Right now, interleave_datasets function with probabilities will sample with replacement. The PR adds the ability to sample without replacement.

import datasets

# Create datasets of different sizes to test exhaustion
data_a = [{"value": i, "source": "A"} for i in range(5)]
data_b = [{"value": i, "source": "B"} for i in range(10, 15)]

ds_a = datasets.Dataset.from_list(data_a).to_iterable_dataset()
ds_b = datasets.Dataset.from_list(data_b).to_iterable_dataset()
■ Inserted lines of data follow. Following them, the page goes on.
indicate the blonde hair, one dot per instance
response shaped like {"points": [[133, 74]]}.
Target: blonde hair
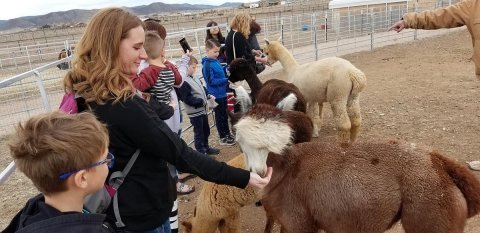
{"points": [[97, 73], [50, 144], [212, 43], [153, 44], [241, 23], [192, 61]]}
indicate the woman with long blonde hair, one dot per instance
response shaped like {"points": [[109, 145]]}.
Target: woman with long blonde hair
{"points": [[236, 43], [107, 54]]}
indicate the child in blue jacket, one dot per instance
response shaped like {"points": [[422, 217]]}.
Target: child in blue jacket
{"points": [[217, 86]]}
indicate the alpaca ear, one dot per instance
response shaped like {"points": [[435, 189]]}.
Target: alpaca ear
{"points": [[187, 225]]}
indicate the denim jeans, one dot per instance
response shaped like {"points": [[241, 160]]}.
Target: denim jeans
{"points": [[221, 117], [201, 132], [164, 228]]}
# Interleave with probabilities
ds_interleaved = datasets.interleave_datasets(
    [ds_a, ds_b],
    probabilities=[0.6, 0.4],
    seed=42,
    stopping_strategy="all_exhausted",
    sample_with_replacement=True,
)
for i, example in enumerate(ds_interleaved):
    print(f"Sample:{i}: value:{example['value']:02d} source:{example['source']}")
Sample:0: value:10 source:B
Sample:1: value:00 source:A
Sample:2: value:11 source:B
Sample:3: value:12 source:B
Sample:4: value:01 source:A
Sample:5: value:13 source:B
Sample:6: value:14 source:B
Sample:7: value:10 source:B
Sample:8: value:02 source:A
Sample:9: value:03 source:A
Sample:10: value:04 source:A

Note that sample with value:10 source: B is sampled twice (Sample:0 and Sample:7)

Sample:0: value:10 source:B
Sample:1: value:00 source:A
Sample:2: value:11 source:B
Sample:3: value:12 source:B
Sample:4: value:01 source:A
Sample:5: value:13 source:B
Sample:6: value:14 source:B
Sample:7: value:02 source:A
Sample:8: value:03 source:A
Sample:9: value:04 source:A

Note that we don't see any repeated items.